Veel organisaties worstelen met die vraag of belanden in mooie algemeenheden. Dat is een probleem. Er moet een goede reden zijn waarom we onze wekker laten afgaan. Medewerkers moeten begrijpen waarom ze dagelijks aan de slag gaan en met welk doel. Zonder dat inzicht, kunnen ze geen goede besluiten nemen tijdens het werk, niet goed oordelen over de kwaliteit van producten en diensten en niet gemotiveerd worden.

In het bedrijfsleven stelt men vaak het bestaansrecht gelijk aan winst maken. Zonder winst is er immers geen voortbestaan. Toch is die stelling onjuist. Winst is het resultaat van de vervulling van een vraag in de markt. Winst ontstaat als behoeften van de markt worden vervuld en de kosten tegelijkertijd laag blijven. Daarbij geldt een zeer belangrijke randvoorwaarde. Die vervulling van de marktbehoefte lukt alleen als de prestaties van de organisatie beter zijn dan van andere aanbieders in de markt. Goedkoper, sneller, beter. Daarom is kwaliteitsmanagement een instrument om de concurrentiepositie van de organisatie te versterken. Kwaliteitsmanagement heeft alleen betekenis in een concurrerende markt, waar aanbieders strijden om de relatie met de klant. Organisaties die hun producten en diensten het beste laten aansluiten bij de marktbehoeften, het snelst leveren én de laagste prijs vragen en ook nog winst maken, hebben de beste positie. Kwaliteitsmanagement is een concurrentieprincipe.

Procesoptimalisatie van toen naar nu

In de jaren ’60 en ’70 van de vorige eeuw ging het in Amerika helemaal mis. Decennia lang was sprake van een market share economy. Groei was het doel, volume maken, maar dat veranderde. Er ontstond een cost driven economy. Markten verzadigden waardoor aanbieders steeds meer op prijs gingen concurreren met als gevolg dat de productiekosten moesten dalen. De afnemers kregen de macht en wogen hun beslissingen over aankopen zorgvuldig af. Dat is tot op de dag van vandaag de situatie.

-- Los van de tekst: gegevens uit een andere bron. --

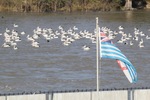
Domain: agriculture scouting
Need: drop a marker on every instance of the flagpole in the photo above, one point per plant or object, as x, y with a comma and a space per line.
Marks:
97, 57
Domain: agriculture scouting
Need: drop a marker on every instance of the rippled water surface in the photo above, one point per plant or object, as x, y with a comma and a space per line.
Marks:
54, 66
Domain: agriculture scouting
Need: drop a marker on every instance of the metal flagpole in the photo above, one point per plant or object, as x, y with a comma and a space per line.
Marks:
97, 56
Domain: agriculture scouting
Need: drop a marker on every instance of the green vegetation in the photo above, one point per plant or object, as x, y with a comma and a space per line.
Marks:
58, 5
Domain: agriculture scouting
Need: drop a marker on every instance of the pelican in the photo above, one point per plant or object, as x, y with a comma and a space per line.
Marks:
86, 48
120, 28
15, 25
147, 37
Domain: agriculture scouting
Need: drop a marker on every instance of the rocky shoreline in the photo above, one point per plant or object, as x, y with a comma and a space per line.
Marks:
55, 6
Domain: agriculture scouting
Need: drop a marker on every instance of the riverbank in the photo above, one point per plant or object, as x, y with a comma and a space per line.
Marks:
58, 6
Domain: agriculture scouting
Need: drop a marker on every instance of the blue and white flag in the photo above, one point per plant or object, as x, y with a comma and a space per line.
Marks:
110, 51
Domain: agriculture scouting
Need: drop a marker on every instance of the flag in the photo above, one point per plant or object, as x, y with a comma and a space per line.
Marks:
110, 51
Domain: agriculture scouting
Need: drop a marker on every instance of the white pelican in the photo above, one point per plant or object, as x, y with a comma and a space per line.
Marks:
86, 48
15, 25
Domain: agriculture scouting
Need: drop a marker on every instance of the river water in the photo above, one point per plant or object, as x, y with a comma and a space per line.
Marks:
54, 66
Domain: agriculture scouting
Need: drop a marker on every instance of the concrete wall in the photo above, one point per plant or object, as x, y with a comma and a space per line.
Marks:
139, 94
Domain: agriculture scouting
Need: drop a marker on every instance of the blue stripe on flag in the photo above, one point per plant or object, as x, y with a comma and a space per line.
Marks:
110, 51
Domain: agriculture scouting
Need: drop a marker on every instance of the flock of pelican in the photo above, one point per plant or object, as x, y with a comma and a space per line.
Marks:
12, 37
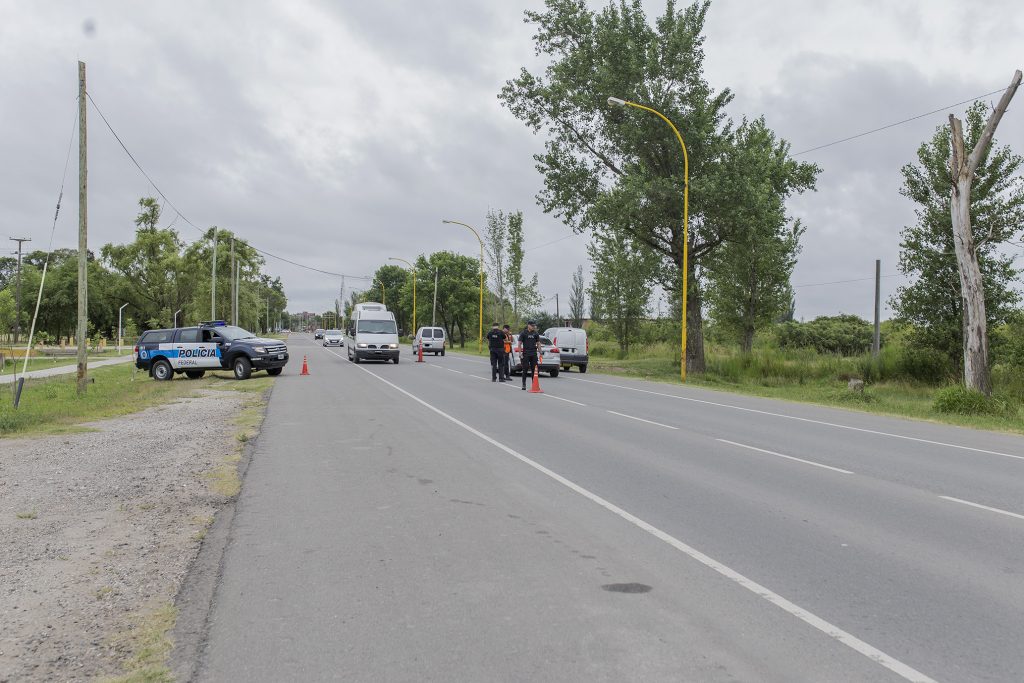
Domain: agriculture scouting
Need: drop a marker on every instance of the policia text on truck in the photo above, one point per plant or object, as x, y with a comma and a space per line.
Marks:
213, 345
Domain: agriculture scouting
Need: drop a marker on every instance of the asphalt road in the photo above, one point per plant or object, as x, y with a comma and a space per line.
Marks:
418, 522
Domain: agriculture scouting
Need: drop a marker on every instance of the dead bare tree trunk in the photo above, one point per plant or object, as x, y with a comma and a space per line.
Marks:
963, 168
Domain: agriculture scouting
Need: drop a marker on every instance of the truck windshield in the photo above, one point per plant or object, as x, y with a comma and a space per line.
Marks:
377, 328
231, 332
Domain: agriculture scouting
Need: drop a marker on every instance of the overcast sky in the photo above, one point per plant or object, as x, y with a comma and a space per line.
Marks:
338, 134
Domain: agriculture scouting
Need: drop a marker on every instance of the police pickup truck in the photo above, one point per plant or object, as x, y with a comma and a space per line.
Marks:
213, 345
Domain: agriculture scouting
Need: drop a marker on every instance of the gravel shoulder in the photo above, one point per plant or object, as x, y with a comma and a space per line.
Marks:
99, 528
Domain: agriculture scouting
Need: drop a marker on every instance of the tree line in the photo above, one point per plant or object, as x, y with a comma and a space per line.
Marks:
616, 175
157, 274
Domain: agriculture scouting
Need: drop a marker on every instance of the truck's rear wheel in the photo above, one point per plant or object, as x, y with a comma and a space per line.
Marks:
162, 371
243, 368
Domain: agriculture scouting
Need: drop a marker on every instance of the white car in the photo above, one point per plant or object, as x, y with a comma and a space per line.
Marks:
549, 360
573, 344
432, 340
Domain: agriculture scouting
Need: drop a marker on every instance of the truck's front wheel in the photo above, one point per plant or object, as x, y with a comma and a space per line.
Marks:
243, 368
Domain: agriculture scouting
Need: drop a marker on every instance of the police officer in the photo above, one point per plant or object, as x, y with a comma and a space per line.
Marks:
529, 342
507, 358
496, 342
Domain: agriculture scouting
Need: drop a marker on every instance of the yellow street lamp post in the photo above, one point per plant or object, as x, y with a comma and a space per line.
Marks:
413, 268
479, 339
686, 211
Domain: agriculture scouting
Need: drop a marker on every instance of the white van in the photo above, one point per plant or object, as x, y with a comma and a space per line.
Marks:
432, 340
374, 335
572, 344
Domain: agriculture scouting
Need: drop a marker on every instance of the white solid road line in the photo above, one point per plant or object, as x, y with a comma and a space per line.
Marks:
779, 455
650, 422
830, 630
567, 400
983, 507
817, 422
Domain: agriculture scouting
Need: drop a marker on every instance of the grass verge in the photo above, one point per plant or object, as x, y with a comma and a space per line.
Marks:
801, 380
52, 404
224, 478
897, 398
150, 643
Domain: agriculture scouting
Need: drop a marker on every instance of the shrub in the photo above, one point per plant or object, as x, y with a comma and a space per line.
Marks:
847, 335
958, 399
925, 365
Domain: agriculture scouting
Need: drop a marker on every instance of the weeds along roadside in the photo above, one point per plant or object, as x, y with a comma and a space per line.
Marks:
892, 384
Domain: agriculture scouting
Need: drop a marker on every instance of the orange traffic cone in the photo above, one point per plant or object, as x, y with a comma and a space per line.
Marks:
537, 382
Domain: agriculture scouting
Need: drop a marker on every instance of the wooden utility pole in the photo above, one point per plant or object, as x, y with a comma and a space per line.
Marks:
877, 340
83, 243
213, 280
433, 314
17, 289
232, 318
963, 168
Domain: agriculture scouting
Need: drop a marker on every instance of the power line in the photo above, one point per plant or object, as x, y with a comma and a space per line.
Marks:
548, 244
180, 215
843, 282
898, 123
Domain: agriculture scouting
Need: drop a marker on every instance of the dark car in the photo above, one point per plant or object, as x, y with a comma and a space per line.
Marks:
213, 345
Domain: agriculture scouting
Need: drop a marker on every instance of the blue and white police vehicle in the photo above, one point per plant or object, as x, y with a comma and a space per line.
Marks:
212, 345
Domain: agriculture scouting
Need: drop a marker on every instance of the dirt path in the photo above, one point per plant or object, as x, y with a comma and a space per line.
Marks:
98, 529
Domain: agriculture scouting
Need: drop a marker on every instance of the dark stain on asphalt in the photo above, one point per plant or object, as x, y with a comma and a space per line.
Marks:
627, 588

Die verandering was in de jaren ’40 en ’50 al voorzichtig ingezet. Al direct vanaf de Tweede Wereldoorlog was Japan begonnen, samen met de bekende kwaliteitsmanagementgoeroe W.E. Deming, de Japanse industrie nieuw leven in te blazen. Zij deden dat op een manier die revolutionair was. Nieuw voor haar tijd, nieuw voor iedereen: Om de kosten te laten dalen, moesten producten perfect voldoen aan de vragen van de markt en tegelijkertijd in één keer goed worden geproduceerd. Faalkosten mochten niet meer.

Japan draaide op volle toeren

Hoewel Juran en Deming hun theorieën al rond WOII hadden ontwikkeld, was niemand in Amerika bereid te luisteren. Immers, waarom moeilijk doen? Er werd geld verdiend, de winsten waren uitstekend en de economie groeide. Deze houding is een ondersteunend bewijs, dat winst maken geen doel op zich kan zijn; zelfs niet voor een van winst afhankelijke onderneming. Het is een levensvoorwaarde, maar het echte bestaansrecht, had men destijds al een tijdje uit het oog verloren. De waarden in de markten waren veranderd en dat was producenten ontgaan. Men was lui geworden en dacht niet meer na over klanteisen en het vernieuwen van productietechnieken.

Geïnspireerd door de nieuwe inzichten over kwaliteitsmanagement van Deming en Juran begonnen de Japanners steeds betere producten te maken tegen steeds scherpere prijzen. De Amerikaanse consument vond dat prima. Ze kochten vanaf dat moment voornamelijk nog Japanse producten. Gewoon omdat die kwalitatief beter waren én ook nog eens goedkoper in aanschaf, terwijl vóór die tijd de omgekeerde situatie gold. Alles wat uit Japan kwam was van slechte kwaliteit en te duur.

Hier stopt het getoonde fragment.